Furthermore, oxidative stress regulates many selenoproteins. For example, GPx1, GPx4, and TRx1 expression levels have been shown to be upregulated during oxidative stress[33]. The expression of their associated cardioprotective selenoproteins and selenases has been shown to increase during cardiovascular oxidative stress [34], and mRNA and protein levels of MSRB1, TRx1, GPx3, and GPx4 were significantly increased in T3 or isoproterenol-induced myocardial hypertrophy[35].The results of this experiment revealed that there was no significant difference in serum GSH-Px activity between the Se + Y group and the Y group, and there was no significant difference in serum SOD activity between the Se + Y group and the Y group. SOD can scavenge oxygen radicals in the body, and its level in the organism can reflect the organism's ability to scavenge ROS indirectly. Serum CAT and T-AOC activities were significantly higher in the Se + Y group compared to the Y group, and MDA content was significantly lower in the Se + Y group. To sum up, nano-selenium can reduce oxidative stress in broiler chickens caused by brine modeling by increasing antioxidant enzyme activity.

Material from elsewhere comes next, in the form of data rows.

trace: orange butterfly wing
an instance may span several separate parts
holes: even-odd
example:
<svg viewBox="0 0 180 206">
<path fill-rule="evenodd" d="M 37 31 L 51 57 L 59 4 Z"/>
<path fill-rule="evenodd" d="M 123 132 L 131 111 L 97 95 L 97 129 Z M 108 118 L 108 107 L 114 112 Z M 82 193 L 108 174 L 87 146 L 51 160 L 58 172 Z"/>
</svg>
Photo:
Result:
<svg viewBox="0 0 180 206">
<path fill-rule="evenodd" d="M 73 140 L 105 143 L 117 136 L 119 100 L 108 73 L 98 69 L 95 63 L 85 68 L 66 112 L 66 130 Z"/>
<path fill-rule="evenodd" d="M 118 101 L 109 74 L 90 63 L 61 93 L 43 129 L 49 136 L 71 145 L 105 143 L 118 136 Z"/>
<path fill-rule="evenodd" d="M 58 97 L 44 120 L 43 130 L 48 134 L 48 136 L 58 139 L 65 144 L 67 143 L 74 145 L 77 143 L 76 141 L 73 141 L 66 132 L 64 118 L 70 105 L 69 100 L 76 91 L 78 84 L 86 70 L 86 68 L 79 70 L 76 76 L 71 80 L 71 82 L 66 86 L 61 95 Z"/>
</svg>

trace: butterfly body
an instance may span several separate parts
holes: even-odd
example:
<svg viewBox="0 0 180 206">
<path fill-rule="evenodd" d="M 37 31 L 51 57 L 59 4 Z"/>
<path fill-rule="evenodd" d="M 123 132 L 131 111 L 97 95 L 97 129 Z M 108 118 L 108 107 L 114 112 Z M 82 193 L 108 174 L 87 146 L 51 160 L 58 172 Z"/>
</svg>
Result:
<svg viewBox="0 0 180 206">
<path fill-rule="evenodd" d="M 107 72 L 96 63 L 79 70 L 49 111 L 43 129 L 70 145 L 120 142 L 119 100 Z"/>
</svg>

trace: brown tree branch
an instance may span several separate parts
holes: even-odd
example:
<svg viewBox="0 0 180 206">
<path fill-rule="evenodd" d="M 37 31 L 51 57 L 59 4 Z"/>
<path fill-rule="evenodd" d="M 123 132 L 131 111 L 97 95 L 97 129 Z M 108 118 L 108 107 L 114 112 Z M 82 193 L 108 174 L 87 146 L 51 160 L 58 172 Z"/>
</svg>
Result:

The protein expression of ERS-related signaling pathways in broiler heart tissues was detected using Western Blot in this in vitro trial. The results of this experiment revealed that the expression levels of GRP-78, ATF-6, and CHOP proteins were significantly lower in the Se + Y group when compared to the Y group, indicating that Nano-selenium can reduce apoptosis in cardiomyocytes by inhibiting ERS. When ERS occurs, high levels of CHOP are induced[36], and high levels of CHOP induce the expression of apoptotic proteins such as GADD34 and DR5, where the DR5 receptor forms the death-inducing signaling complex (DISC), which activates the caspase cascade reaction. The results of this experiment showed that the Se + Y group had significantly lower caspase 3 and caspase 9 protein expression levels compared to the Y group, indicating that Nano-selenium could inhibit the activation of apoptotic proteins associated with the downstream of the ATF6-DR5 signaling pathway, thereby alleviating the occurrence of apoptosis in vivo. Overexpression of CHOP can also promote the production of ROS, which causes long-term endoplasmic reticulum stress and mediates apoptosis[37]. When high levels of CHOP protein can cause a decrease in Bcl-2 expression, this can also result in Bax translocation from the cytoplasm to the mitochondria and the initiation of the mitochondrial apoptotic pathway [36]. The current study found that the Se + Y group simultaneously decreased Bax protein expression while increasing Bcl-2 protein expression when compared to the Y group, and that Nano-selenium could inhibit caspase12 protein expression on the endoplasmic reticulum membrane.
In summary, this study shows that Nano-selenium can maintain endoplasmic reticulum homeostasis by inhibiting the expression of GRP-78, ATF-6, CHOP, caspase 12 and its downstream apoptosis-related proteins caspase 9, caspase 3, Bax, and increasing the expression level of Bcl-2, thereby alleviating cardiomyocyte apoptosis and reducing myocardial injury in broiler chickens. Broiler chicken myocardium was treated with nano-selenium. The ATF6-DR5 signaling pathway may be involved in the potential molecular mechanism.